Tınazcı, bilirkişi heyetince enkazın başına ilk ulaştıkları zamanın öğleden sonra olarak raporlandığını ancak bazı fotoğrafların tarih ve saatlerinin detaylı incelendiğinde enkaz alanına öğleden önce ulaşıldığının anlaşıldığını sözlerine ekledi.

Duruşma savcısı, kamu adına eksik hususların giderilmesini talep etti.

Mahkeme Başkanı, katılan vekillerin talepleri üzerine duruşmayı 5 Haziran 2024'e erteledi.

Milli Yol Partisi Genel Başkanı Remzi Çayır, duruşma sonrasında gazetecilere, yıllardır süren davanın bir an önce sonuçlanmasının gerektiğini dile getirdi.

A A 20240221 33770037 33770036 M U H S I N Y A Z I C I O G L U N U N O L U M U N E I L I S K I N S O R U S T U R M A L A R A F E T O M U D A H A L E S I D A V A S I N A D E V A M E D I L D I

Dava süreci

Kahramanmaraş Cumhuriyet Başsavcılığınca, BBP'nin kurucu Genel Başkanı Muhsin Yazıcıoğlu ile 5 kişinin ölümüne ilişkin yürütülen soruşturmaya FETÖ'nün talimatıyla müdahale ettikleri iddiasıyla 17 şüpheli hakkında hazırlanan iddianame 25 Aralık 2020'de kabul edilerek, Kahramanmaraş 2. Ağır Ceza Mahkemesinde dava açılmıştı.

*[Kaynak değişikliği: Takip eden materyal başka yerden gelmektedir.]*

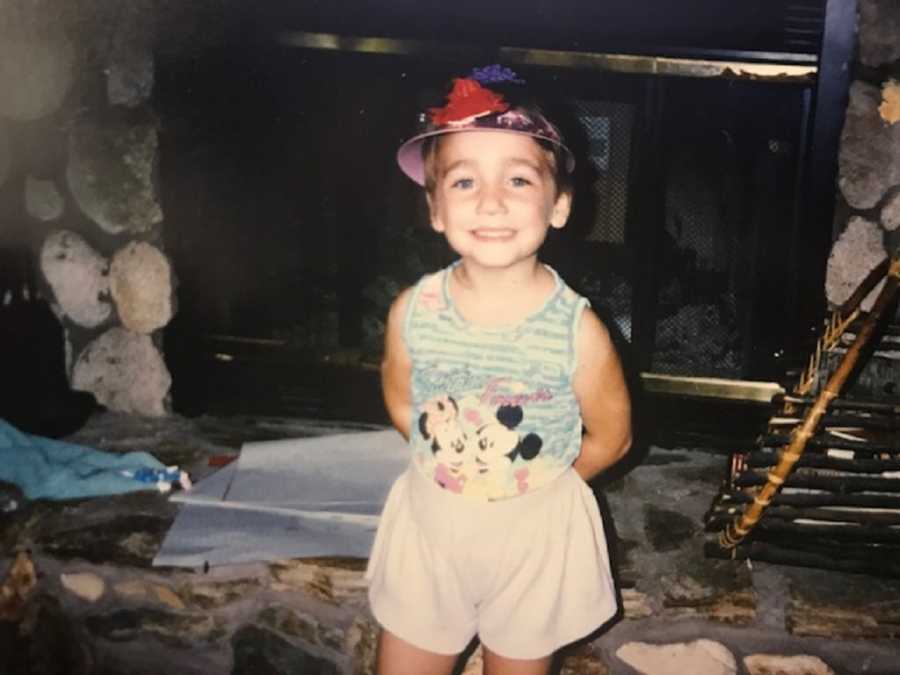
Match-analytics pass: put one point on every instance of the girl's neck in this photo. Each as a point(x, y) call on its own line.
point(498, 297)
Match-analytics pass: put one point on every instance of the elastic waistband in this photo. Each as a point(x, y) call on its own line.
point(426, 493)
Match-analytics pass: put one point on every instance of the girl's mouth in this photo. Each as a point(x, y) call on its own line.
point(493, 234)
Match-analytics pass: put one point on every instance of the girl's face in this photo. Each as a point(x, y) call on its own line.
point(495, 197)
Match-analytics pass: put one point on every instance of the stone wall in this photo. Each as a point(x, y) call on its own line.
point(868, 225)
point(79, 145)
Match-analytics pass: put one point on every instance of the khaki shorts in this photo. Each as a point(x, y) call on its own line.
point(528, 575)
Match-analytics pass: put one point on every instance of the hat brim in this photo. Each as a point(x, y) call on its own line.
point(412, 163)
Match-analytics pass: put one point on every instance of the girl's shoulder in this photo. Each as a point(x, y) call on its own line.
point(428, 294)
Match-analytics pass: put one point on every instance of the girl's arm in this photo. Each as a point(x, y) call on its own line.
point(603, 397)
point(396, 368)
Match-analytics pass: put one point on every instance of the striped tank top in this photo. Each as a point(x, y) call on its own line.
point(494, 412)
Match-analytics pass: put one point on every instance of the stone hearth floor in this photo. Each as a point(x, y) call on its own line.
point(99, 606)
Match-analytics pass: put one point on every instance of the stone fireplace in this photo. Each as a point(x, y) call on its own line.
point(179, 183)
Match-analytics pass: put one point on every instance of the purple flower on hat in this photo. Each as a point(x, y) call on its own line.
point(495, 74)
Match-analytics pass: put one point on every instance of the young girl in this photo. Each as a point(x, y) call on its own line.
point(511, 396)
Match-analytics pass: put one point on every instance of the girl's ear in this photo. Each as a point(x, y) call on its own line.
point(436, 224)
point(559, 215)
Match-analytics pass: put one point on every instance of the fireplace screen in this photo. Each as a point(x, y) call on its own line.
point(288, 220)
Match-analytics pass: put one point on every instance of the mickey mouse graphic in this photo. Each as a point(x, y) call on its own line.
point(498, 444)
point(439, 423)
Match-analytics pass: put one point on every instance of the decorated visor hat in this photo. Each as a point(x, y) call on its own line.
point(472, 105)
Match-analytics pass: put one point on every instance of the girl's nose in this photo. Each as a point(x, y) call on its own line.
point(491, 201)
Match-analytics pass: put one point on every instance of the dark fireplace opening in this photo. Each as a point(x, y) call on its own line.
point(291, 228)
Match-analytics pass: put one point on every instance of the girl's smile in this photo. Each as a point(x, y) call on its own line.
point(495, 197)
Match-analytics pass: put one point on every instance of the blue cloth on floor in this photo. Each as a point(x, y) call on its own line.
point(44, 468)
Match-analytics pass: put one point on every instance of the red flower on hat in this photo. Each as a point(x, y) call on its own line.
point(467, 100)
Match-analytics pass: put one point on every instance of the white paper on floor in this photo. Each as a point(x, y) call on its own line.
point(288, 499)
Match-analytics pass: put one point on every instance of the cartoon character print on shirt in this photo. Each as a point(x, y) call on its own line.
point(498, 444)
point(439, 423)
point(474, 446)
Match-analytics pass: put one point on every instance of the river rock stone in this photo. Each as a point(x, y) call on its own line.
point(180, 630)
point(129, 78)
point(77, 274)
point(43, 200)
point(36, 73)
point(879, 26)
point(85, 585)
point(140, 281)
point(869, 161)
point(890, 102)
point(776, 664)
point(700, 656)
point(890, 213)
point(125, 372)
point(110, 174)
point(857, 251)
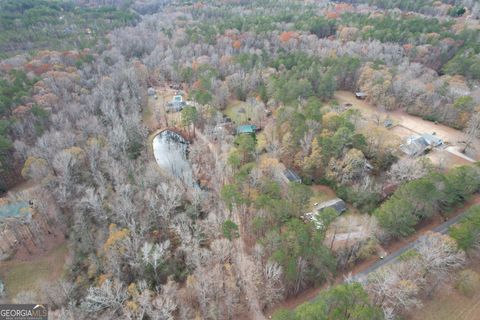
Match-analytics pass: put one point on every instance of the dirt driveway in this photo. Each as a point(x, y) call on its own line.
point(407, 125)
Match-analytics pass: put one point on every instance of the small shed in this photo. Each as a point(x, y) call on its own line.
point(432, 140)
point(177, 104)
point(360, 95)
point(388, 123)
point(291, 176)
point(418, 145)
point(337, 204)
point(247, 128)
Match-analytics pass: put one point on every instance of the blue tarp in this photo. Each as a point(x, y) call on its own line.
point(13, 209)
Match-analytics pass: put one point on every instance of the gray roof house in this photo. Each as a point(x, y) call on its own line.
point(336, 204)
point(291, 176)
point(418, 145)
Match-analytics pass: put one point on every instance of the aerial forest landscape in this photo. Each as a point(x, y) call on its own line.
point(240, 159)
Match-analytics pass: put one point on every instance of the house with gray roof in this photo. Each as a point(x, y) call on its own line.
point(337, 204)
point(177, 104)
point(291, 176)
point(418, 145)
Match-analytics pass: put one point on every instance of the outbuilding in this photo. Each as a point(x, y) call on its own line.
point(360, 95)
point(247, 129)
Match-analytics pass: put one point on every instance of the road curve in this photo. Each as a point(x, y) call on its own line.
point(443, 228)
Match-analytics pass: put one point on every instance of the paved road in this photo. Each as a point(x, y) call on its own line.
point(443, 228)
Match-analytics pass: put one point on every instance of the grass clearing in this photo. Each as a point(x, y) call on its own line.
point(20, 276)
point(240, 112)
point(321, 193)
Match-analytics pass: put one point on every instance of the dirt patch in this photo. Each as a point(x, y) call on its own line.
point(28, 274)
point(406, 124)
point(444, 159)
point(423, 228)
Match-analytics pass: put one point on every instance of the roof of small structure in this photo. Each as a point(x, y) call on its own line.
point(337, 204)
point(292, 176)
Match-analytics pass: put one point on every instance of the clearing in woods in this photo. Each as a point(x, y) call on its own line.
point(407, 125)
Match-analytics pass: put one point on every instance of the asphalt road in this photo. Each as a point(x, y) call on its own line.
point(443, 228)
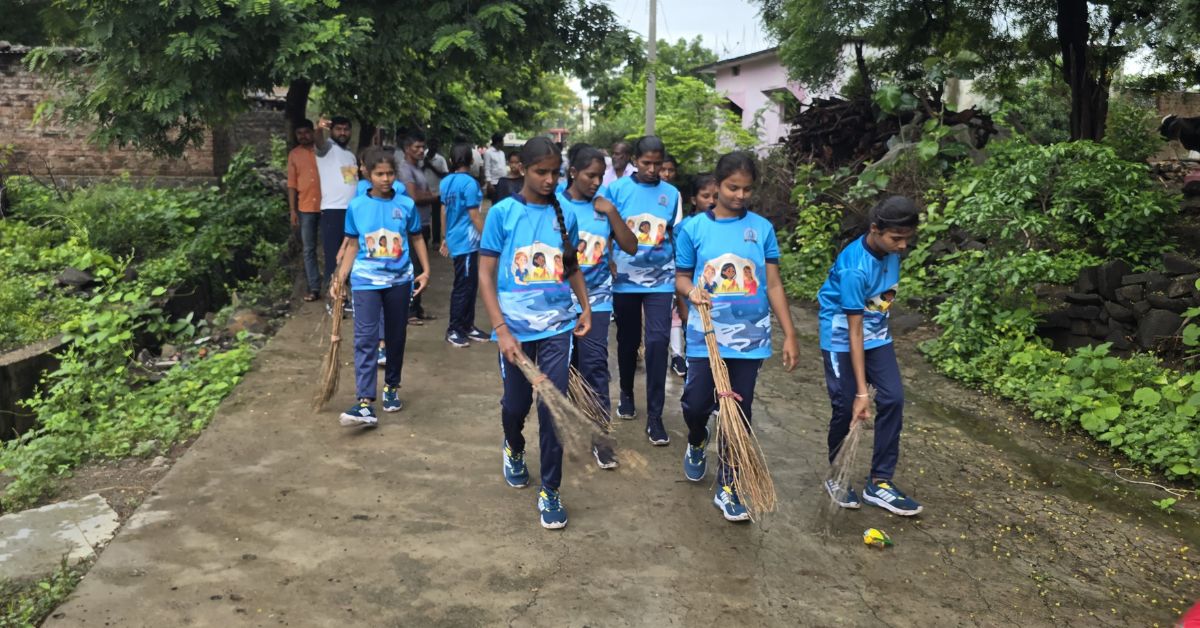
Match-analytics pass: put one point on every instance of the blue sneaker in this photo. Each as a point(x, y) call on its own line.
point(360, 413)
point(553, 513)
point(391, 401)
point(887, 496)
point(845, 498)
point(457, 340)
point(695, 461)
point(657, 432)
point(625, 408)
point(731, 507)
point(515, 472)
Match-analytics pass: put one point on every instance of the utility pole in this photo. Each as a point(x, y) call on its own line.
point(651, 79)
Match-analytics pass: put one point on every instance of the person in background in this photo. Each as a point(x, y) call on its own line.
point(495, 165)
point(435, 167)
point(304, 202)
point(337, 168)
point(411, 174)
point(618, 165)
point(513, 181)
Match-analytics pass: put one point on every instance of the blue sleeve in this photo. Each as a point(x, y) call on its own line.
point(685, 250)
point(492, 240)
point(414, 219)
point(852, 283)
point(351, 228)
point(473, 196)
point(771, 245)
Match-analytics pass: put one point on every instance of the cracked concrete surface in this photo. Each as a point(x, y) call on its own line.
point(279, 516)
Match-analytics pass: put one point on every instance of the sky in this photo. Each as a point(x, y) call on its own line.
point(731, 28)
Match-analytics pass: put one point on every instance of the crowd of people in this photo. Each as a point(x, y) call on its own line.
point(561, 249)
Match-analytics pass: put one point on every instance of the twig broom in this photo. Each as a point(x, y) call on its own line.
point(331, 363)
point(737, 444)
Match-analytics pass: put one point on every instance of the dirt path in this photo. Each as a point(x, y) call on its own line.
point(279, 516)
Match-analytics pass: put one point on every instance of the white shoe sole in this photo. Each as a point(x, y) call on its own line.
point(726, 515)
point(881, 503)
point(349, 420)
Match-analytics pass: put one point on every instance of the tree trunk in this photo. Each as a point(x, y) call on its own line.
point(1089, 94)
point(295, 106)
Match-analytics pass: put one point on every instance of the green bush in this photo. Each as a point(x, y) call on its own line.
point(1132, 130)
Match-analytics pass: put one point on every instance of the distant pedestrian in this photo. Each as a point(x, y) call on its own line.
point(495, 165)
point(857, 350)
point(304, 202)
point(412, 148)
point(382, 282)
point(337, 168)
point(463, 223)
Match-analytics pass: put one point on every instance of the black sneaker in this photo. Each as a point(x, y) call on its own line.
point(679, 366)
point(625, 408)
point(604, 455)
point(657, 432)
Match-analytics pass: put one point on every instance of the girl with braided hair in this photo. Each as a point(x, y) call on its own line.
point(533, 317)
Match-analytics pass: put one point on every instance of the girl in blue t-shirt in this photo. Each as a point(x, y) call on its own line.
point(600, 225)
point(643, 283)
point(381, 281)
point(462, 225)
point(856, 348)
point(729, 237)
point(533, 312)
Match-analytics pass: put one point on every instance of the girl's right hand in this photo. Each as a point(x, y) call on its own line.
point(509, 346)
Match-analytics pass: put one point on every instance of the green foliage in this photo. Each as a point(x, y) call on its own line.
point(1060, 197)
point(1133, 130)
point(27, 604)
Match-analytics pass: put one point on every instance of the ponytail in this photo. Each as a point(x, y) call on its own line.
point(533, 151)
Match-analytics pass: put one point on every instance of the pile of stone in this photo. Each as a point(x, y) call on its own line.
point(1110, 303)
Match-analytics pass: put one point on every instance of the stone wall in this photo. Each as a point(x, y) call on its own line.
point(54, 149)
point(1111, 303)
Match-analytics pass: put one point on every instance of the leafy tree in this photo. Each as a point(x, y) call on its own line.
point(1001, 42)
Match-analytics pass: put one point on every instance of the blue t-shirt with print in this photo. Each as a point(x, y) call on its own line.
point(383, 228)
point(651, 211)
point(729, 258)
point(593, 250)
point(364, 185)
point(527, 244)
point(861, 281)
point(460, 193)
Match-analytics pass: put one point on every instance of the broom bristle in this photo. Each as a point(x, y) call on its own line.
point(736, 442)
point(588, 400)
point(331, 363)
point(570, 423)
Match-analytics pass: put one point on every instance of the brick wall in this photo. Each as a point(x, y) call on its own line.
point(61, 150)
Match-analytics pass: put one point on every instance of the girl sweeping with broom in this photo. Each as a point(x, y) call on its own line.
point(381, 282)
point(856, 348)
point(600, 225)
point(729, 234)
point(533, 317)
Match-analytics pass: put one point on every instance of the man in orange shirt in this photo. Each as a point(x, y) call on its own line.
point(304, 201)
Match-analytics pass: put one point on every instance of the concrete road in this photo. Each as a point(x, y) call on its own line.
point(279, 516)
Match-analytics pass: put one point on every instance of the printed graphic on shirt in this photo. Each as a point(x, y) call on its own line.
point(591, 249)
point(651, 229)
point(538, 263)
point(384, 244)
point(730, 275)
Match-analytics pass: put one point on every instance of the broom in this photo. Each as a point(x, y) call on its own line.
point(587, 400)
point(737, 444)
point(331, 363)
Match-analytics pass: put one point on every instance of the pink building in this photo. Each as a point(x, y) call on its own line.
point(757, 88)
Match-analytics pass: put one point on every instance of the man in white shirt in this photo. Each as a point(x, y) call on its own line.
point(618, 165)
point(339, 171)
point(495, 163)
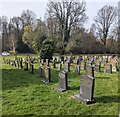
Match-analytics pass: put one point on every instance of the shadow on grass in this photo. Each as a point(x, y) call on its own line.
point(73, 88)
point(107, 99)
point(14, 78)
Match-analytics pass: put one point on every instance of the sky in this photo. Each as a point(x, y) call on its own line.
point(15, 8)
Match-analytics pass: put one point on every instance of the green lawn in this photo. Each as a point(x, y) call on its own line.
point(24, 94)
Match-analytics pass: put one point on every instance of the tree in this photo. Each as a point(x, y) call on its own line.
point(40, 34)
point(47, 49)
point(68, 15)
point(104, 20)
point(28, 17)
point(17, 31)
point(28, 36)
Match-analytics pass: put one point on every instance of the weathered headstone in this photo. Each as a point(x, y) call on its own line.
point(40, 72)
point(59, 66)
point(67, 66)
point(108, 68)
point(113, 62)
point(83, 65)
point(77, 69)
point(97, 67)
point(54, 63)
point(21, 63)
point(32, 66)
point(62, 76)
point(86, 90)
point(47, 62)
point(26, 64)
point(47, 75)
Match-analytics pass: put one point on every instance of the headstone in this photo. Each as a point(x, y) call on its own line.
point(40, 72)
point(108, 68)
point(47, 75)
point(86, 90)
point(26, 64)
point(62, 76)
point(59, 66)
point(32, 66)
point(77, 69)
point(54, 63)
point(83, 65)
point(67, 66)
point(97, 67)
point(47, 62)
point(21, 63)
point(90, 70)
point(113, 62)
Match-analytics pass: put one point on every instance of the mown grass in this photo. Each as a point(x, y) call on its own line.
point(24, 94)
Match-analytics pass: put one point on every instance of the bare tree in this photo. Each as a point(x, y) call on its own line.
point(28, 17)
point(68, 15)
point(104, 21)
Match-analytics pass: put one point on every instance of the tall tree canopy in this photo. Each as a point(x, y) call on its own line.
point(104, 20)
point(68, 14)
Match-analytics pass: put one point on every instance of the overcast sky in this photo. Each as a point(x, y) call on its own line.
point(15, 7)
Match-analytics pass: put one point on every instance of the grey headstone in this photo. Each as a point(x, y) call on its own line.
point(47, 75)
point(67, 66)
point(90, 70)
point(108, 68)
point(59, 66)
point(77, 69)
point(97, 67)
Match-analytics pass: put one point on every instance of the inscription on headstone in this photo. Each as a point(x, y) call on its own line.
point(90, 70)
point(47, 75)
point(108, 68)
point(67, 67)
point(77, 69)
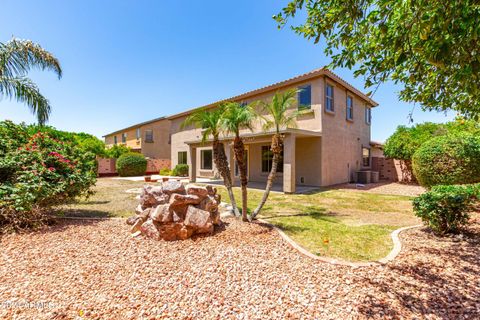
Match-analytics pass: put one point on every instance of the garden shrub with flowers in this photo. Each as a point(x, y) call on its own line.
point(37, 171)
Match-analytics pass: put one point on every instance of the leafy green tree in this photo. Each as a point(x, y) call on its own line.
point(210, 122)
point(236, 117)
point(276, 114)
point(432, 47)
point(17, 58)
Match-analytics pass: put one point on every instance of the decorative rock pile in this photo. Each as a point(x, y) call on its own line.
point(172, 212)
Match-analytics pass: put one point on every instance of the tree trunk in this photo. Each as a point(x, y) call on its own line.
point(276, 147)
point(239, 151)
point(223, 168)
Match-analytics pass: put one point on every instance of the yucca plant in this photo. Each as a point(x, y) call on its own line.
point(17, 58)
point(210, 122)
point(236, 117)
point(276, 115)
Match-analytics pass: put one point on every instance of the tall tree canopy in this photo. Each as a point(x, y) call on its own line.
point(432, 47)
point(17, 58)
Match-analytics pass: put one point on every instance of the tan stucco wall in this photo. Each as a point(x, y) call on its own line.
point(159, 149)
point(330, 160)
point(342, 140)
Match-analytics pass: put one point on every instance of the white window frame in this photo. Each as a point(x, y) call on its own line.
point(349, 97)
point(368, 115)
point(331, 98)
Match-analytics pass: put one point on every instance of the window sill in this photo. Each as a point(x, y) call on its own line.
point(305, 111)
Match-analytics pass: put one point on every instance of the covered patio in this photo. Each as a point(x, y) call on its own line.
point(300, 172)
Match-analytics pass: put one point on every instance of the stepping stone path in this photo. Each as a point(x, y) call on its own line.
point(171, 211)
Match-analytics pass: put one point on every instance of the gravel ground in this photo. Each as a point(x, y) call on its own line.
point(391, 188)
point(94, 270)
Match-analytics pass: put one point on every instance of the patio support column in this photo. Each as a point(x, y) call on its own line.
point(289, 177)
point(231, 160)
point(192, 169)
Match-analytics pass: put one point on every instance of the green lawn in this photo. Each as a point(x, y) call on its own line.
point(344, 224)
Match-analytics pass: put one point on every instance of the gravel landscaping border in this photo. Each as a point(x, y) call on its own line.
point(397, 247)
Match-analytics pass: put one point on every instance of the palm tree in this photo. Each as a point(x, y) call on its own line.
point(236, 117)
point(276, 115)
point(17, 58)
point(210, 121)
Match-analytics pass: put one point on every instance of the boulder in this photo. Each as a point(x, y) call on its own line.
point(198, 191)
point(199, 220)
point(162, 214)
point(170, 187)
point(171, 212)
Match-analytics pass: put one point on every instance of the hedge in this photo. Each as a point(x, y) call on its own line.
point(131, 164)
point(447, 160)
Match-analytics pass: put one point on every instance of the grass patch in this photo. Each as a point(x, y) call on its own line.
point(344, 224)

Bu dosya ile Göksun Asliye Ceza Mahkemesindeki helikopterden GPS cihazının sökülmesine ilişkin 10 sanığın yargılandığı dava, sanık ve eylem yönünden bütünlük oluştuğu gerekçesiyle 6 Ocak'ta birleştirilmiş, sanıklardan 7'si her iki dosyada da yer aldığı için 2. Ağır Ceza Mahkemesindeki davada sanık sayısı 20'ye çıkmıştı.

Sanıklardan Muharrem Tunç'un vefatı nedeniyle yargılanan sanık sayısı 19 olmuştu.